İdil' in doğumuna 1 ay kala yatak odamda uzanmış etrafıma bakıyordum. Ve fark ettim ki evde elimi atmadığım tek mekan bir tek burası kalmıştı ve o kahverengi mobilyalar sanki üstüme üstüme geliyorlardı.
Önce bayağı düşündüm şimdi zamanı mı diye sonra bebek doğduktan sonra yaptırmak çok daha zor olacaktı. Bende tüm olumsuzlukları göze alarak (çünkü eşimin duyunca çok kızacağını biliyordum, bir kere evin ayakta olmasından hiç hoşlanmıyor ve ayrıca gebeliğin bu kadar sonuna gelmişken riske girmeme sinirleniyordu) sevgili Münir Ustayı aradım.
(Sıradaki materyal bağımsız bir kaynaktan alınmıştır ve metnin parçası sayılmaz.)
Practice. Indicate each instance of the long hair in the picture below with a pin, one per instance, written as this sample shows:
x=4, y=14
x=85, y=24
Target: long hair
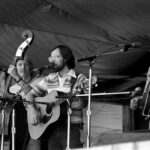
x=29, y=61
x=67, y=55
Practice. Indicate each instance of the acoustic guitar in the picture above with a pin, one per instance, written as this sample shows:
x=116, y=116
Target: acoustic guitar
x=46, y=119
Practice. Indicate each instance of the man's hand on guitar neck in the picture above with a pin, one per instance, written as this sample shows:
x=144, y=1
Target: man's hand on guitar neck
x=135, y=102
x=33, y=114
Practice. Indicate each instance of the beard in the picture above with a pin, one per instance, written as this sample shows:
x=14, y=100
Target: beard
x=58, y=68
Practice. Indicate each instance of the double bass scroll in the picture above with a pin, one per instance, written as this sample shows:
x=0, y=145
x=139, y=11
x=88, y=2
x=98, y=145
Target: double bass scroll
x=146, y=97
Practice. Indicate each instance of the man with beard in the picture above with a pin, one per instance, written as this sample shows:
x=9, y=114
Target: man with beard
x=23, y=75
x=65, y=81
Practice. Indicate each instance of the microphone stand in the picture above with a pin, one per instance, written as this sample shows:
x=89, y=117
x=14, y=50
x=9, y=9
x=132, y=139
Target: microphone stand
x=91, y=62
x=3, y=125
x=69, y=111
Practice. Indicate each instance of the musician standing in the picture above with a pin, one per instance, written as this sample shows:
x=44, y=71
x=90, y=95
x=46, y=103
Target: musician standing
x=61, y=80
x=22, y=72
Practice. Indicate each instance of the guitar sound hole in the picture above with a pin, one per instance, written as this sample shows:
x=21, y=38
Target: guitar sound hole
x=46, y=118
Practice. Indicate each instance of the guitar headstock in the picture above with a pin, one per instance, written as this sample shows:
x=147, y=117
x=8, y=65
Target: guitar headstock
x=148, y=74
x=93, y=81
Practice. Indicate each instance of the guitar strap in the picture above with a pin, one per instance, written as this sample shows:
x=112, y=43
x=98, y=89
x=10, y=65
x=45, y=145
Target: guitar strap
x=64, y=105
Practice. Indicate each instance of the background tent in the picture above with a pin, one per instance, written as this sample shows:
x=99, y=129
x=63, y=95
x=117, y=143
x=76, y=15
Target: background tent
x=89, y=27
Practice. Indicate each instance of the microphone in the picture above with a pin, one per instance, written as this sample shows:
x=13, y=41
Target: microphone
x=136, y=92
x=88, y=58
x=49, y=66
x=129, y=45
x=132, y=45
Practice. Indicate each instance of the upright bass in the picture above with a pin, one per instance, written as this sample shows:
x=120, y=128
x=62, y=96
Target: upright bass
x=146, y=97
x=6, y=95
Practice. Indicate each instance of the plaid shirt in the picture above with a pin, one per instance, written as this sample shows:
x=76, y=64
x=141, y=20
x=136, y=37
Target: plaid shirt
x=63, y=84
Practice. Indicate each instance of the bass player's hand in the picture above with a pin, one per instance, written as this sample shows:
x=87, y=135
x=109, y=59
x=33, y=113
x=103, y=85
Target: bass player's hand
x=33, y=115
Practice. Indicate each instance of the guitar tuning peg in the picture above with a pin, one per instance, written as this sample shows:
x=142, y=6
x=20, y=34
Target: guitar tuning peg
x=96, y=85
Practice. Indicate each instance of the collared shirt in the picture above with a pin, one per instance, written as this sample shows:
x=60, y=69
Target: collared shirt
x=63, y=84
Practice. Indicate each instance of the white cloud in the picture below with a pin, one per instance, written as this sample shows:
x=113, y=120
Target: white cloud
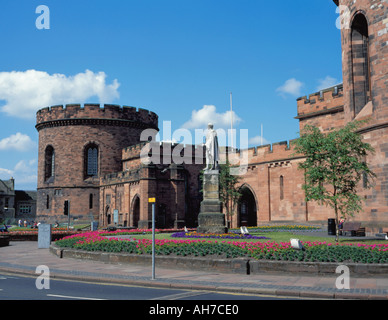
x=18, y=142
x=208, y=113
x=326, y=83
x=25, y=92
x=24, y=173
x=257, y=141
x=5, y=174
x=290, y=87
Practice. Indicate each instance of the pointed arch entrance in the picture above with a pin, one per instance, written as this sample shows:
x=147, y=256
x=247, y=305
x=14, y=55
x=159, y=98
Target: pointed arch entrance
x=247, y=207
x=135, y=211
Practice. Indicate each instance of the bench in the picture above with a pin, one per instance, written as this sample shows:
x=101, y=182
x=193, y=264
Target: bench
x=353, y=229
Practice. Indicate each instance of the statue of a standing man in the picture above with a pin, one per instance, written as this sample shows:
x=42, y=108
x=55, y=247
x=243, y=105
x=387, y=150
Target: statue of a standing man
x=212, y=153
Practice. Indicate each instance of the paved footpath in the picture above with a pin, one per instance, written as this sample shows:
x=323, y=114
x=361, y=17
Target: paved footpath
x=24, y=257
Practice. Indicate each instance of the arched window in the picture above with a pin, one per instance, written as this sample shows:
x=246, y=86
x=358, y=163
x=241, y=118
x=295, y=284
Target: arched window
x=49, y=164
x=91, y=201
x=281, y=187
x=360, y=63
x=91, y=160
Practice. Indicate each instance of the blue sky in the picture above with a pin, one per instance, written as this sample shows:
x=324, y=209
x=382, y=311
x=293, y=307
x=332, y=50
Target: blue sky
x=173, y=57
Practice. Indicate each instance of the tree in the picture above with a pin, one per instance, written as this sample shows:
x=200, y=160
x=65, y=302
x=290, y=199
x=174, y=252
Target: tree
x=229, y=191
x=335, y=163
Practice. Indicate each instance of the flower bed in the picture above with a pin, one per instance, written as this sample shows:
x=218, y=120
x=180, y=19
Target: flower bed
x=269, y=250
x=216, y=235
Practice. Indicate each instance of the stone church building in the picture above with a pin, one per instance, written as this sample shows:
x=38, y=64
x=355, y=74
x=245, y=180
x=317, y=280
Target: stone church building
x=91, y=154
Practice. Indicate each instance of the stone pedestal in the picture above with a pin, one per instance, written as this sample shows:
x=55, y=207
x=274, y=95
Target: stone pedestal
x=211, y=219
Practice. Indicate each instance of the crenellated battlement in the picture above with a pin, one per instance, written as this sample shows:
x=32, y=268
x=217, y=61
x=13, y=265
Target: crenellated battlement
x=164, y=151
x=262, y=154
x=167, y=153
x=327, y=100
x=99, y=112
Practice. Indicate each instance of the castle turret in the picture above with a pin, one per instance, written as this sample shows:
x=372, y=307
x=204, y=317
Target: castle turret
x=77, y=145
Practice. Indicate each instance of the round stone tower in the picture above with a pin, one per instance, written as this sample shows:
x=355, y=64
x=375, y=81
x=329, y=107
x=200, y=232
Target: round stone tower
x=78, y=145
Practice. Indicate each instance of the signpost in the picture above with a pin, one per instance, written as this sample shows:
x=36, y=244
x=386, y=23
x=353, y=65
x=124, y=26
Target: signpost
x=152, y=201
x=66, y=212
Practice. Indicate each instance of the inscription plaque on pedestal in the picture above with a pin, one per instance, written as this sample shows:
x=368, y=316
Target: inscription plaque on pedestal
x=210, y=219
x=44, y=236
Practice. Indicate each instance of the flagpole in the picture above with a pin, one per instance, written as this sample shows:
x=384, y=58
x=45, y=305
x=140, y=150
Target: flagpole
x=231, y=121
x=262, y=134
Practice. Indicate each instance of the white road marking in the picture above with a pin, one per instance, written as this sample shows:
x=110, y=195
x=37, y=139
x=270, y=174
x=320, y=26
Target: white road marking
x=181, y=295
x=72, y=297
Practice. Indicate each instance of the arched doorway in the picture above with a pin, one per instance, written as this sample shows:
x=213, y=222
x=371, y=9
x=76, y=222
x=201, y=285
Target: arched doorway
x=247, y=208
x=135, y=211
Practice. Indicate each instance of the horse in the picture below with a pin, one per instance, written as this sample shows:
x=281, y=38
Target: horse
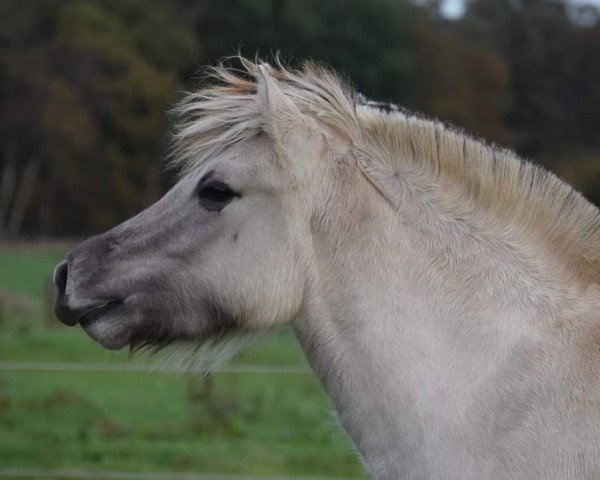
x=444, y=291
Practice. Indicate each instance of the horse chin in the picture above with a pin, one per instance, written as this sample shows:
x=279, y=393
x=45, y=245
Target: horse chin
x=109, y=328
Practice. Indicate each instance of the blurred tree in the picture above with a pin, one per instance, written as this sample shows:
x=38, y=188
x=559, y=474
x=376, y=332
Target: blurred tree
x=84, y=85
x=91, y=111
x=554, y=76
x=369, y=42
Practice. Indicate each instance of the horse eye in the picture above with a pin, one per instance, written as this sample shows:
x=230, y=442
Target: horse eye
x=214, y=196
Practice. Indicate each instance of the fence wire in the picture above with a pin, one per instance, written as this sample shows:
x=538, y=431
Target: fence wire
x=115, y=475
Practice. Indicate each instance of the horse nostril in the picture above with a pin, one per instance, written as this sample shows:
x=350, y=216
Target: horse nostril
x=61, y=272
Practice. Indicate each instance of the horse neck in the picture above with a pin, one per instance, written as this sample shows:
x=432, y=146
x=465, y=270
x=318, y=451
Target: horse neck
x=408, y=312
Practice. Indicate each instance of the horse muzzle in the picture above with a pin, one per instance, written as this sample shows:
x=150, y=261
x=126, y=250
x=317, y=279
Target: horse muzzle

Olur mu olmaz mı derken kendimi akşam eşimin karşısında kendimce mantıklı açıklamalar getirirken buldum.
Bence çok da iyi yapmışım siz ne dersiniz.
Mobilyalar beyaz eskitme oldu. Kulpları Zara Home'dan aldım.
Perdenin deseinde ki yeşil renginden kumaş alarak abajurları yaptırdım.
Benim yakışıklı oğlumun köşesi, her önünden geçtiğimde sanki bana gülen gözleri ile bakıyormuş gibi geliyor.
Bu kalbi Paşabahçeden aldım. Kalbim oğlumda.
Lavantalıklar English Home.
Şimdi aslında mobilyaların boyatılmadan önce ki hallerini fotoğraflayamadığım için çok üzgünüm. Dolapların kapıları ayna ile kaplıydı. Hiç sevmiyordum. Sağolsun Münir Ustadan rica ettim aynalar çıkartıldı yerlerine cam yapıldı. Bende içlerine perdenin deseninde bulunan mordan kumaş alarak perde diktirdim.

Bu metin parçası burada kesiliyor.